Swamiji's Commentary

     If the light within (knowledge) that illumines our life and the actions that proceed in that light are sāttvika or pure, obviously the agent will also be pure. But no. Krishna does not let us take anything for granted. In the bloodless, weaponless inner warfare, a moment’s non-vigilance might undo a lifetime’s hard work. The inner agent (the ignorance-born ego) cannot be destroyed because it is a shadow. It has to be discovered.

     In reality, the ego (the agent) is not a devil, but God-asleep. The veil of ignorance or deep sleep has to be removed. This is achieved by sattva (the quality, ‘va’, reality, ‘sat’). The agent with the veil on is the little self or ego; the agent minus the veil is the self identical wins the supreme self whose thought is spread out as the universe and whose will maintains the cosmic play. Sun shines, earth revolves – but ignorance calls it the passage of time! There is a constant change of atoms in this universe; the ego superimposes on this an endless series of concepts – birth, death, success, failure, pain, pleasure, heat, cold, etc.

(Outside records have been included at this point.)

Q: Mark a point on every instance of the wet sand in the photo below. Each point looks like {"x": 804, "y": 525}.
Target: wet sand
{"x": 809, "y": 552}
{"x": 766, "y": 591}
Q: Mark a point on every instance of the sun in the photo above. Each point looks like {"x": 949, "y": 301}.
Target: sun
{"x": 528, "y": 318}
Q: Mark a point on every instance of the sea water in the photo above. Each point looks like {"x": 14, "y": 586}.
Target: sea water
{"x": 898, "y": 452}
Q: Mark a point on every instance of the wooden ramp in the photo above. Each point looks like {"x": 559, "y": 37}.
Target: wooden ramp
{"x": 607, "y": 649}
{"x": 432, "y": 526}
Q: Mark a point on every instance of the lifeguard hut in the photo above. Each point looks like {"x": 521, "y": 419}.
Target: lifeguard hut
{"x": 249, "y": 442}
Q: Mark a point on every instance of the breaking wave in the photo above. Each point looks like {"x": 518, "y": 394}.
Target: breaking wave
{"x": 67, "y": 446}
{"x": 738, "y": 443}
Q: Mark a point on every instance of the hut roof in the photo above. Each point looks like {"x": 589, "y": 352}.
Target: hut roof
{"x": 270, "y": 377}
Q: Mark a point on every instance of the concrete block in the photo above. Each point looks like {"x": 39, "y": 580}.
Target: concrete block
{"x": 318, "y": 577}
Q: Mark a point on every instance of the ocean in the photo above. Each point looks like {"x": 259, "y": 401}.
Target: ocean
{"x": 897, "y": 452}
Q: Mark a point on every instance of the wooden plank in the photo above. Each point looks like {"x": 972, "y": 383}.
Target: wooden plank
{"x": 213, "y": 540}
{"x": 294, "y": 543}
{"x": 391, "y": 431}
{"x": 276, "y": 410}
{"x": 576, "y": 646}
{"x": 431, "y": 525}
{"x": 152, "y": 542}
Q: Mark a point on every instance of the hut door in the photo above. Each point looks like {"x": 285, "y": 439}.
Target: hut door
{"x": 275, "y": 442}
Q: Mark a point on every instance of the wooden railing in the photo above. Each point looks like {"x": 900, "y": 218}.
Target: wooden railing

     Thus deluded, the ego lives a completely isolated and self-centered life (tāmasa). By evolution and effort, it graduates to the passionate life (rājasa). Then, through deliberate avoidance of the nature of the above two, and by the conscious cultivation of the sāttvika attitude, ego becomes non-ego, joyously surrendering to the divine participating in God’s will and enjoying the bliss that he is.